Por otro lado, para aquellos trabajadores que se desempeñan en la asistencia y cuidado de personas, una categoría que exige una responsabilidad diferencial, el haber mensual bajo la misma modalidad horaria asciende a un total de $455.160,14. La normativa también contempla el pago por unidad de tiempo para contrataciones temporales o fraccionadas. En este sentido, el valor de la hora con retiro para el personal de tareas generales quedó estipulado en $3.348,33, mientras que para quienes brindan cuidados específicos de personas, el valor horario se fijó en $3.599,87.
Sumas no remunerativas: un refuerzo por única vez
Un dato de suma relevancia dentro de esta actualización paritaria es la inclusión de una suma no remunerativa por única vez que alcanza a todo el personal, independientemente de su categoría. La particularidad de este beneficio extraordinario es que su monto no es fijo, sino que se encuentra estrictamente vinculado a la carga horaria semanal que el trabajador cumple efectivamente para su empleador.
La escala para el cobro de este adicional transitorio se divide en tres niveles de acuerdo a las horas de labor semanal.

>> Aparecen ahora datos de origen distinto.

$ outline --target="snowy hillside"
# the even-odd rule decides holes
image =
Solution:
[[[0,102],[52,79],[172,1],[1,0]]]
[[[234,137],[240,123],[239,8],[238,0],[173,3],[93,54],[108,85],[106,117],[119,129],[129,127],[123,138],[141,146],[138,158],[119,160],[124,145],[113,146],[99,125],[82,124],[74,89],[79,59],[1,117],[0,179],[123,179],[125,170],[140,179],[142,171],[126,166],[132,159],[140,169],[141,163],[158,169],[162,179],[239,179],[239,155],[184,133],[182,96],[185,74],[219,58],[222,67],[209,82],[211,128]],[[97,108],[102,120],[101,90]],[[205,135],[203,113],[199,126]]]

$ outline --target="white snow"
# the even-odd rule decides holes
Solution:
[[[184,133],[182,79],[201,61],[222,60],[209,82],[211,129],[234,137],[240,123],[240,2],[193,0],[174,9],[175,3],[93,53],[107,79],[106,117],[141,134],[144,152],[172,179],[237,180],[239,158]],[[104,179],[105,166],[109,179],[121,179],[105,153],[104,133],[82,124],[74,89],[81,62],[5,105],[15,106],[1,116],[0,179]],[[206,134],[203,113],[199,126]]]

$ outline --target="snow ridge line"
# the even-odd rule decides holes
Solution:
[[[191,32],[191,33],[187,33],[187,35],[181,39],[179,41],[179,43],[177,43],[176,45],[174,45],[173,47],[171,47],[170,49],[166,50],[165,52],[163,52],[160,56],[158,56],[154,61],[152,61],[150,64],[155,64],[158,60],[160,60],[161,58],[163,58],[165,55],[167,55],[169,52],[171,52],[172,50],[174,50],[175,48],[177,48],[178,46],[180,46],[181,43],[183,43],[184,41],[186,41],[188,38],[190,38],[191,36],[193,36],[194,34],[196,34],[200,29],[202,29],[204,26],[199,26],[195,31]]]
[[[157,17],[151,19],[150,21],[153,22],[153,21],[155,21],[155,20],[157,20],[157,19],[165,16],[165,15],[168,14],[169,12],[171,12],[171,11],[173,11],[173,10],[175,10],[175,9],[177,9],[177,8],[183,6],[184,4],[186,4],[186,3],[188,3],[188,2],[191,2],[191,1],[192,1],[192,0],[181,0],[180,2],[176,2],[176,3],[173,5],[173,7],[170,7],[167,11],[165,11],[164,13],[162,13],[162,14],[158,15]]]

Quienes desempeñen tareas durante un máximo de 12 horas semanales percibirán un pago de $8.000. Para aquellos cuya carga horaria se sitúe en el rango intermedio, es decir, entre las 12 y las 16 horas semanales, el monto se incrementa a $11.500. Finalmente, para los trabajadores que superen las 16 horas de labor semanal, la suma extraordinaria se ha establecido en $20.000. Este esquema busca compensar de manera proporcional el esfuerzo laboral en un contexto de revisión de costos y haberes.
Antigüedad y criterios de liquidación proporcional
Más allá de los incrementos directos y las sumas excepcionales, la resolución confirma la vigencia del adicional por antigüedad. Este ítem se mantiene equivalente al 1% por cada año de relación laboral, calculado directamente sobre los salarios mensuales vigentes. Se trata de un reconocimiento a la estabilidad en el puesto de trabajo que debe ser liquidado de forma obligatoria por los empleadores al cierre de cada periodo mensual, fortaleciendo el vínculo contractual a largo plazo.
Finalmente, la normativa técnica introducida por la Resolución CNTCP N° 2-2026 aclara un punto fundamental respecto a la metodología de pago. Para aquellos trabajadores que cumplen 24 o más horas semanales para un mismo empleador, el marco legal establece que la liquidación de haberes debe realizarse de forma proporcional al importe mensual establecido en la grilla. Este criterio de proporcionalidad garantiza que no existan disparidades en el cálculo de los salarios dentro de una misma categoría, asegurando una aplicación uniforme de la escala en todo el territorio nacional y protegiendo la equidad en las remuneraciones del sector.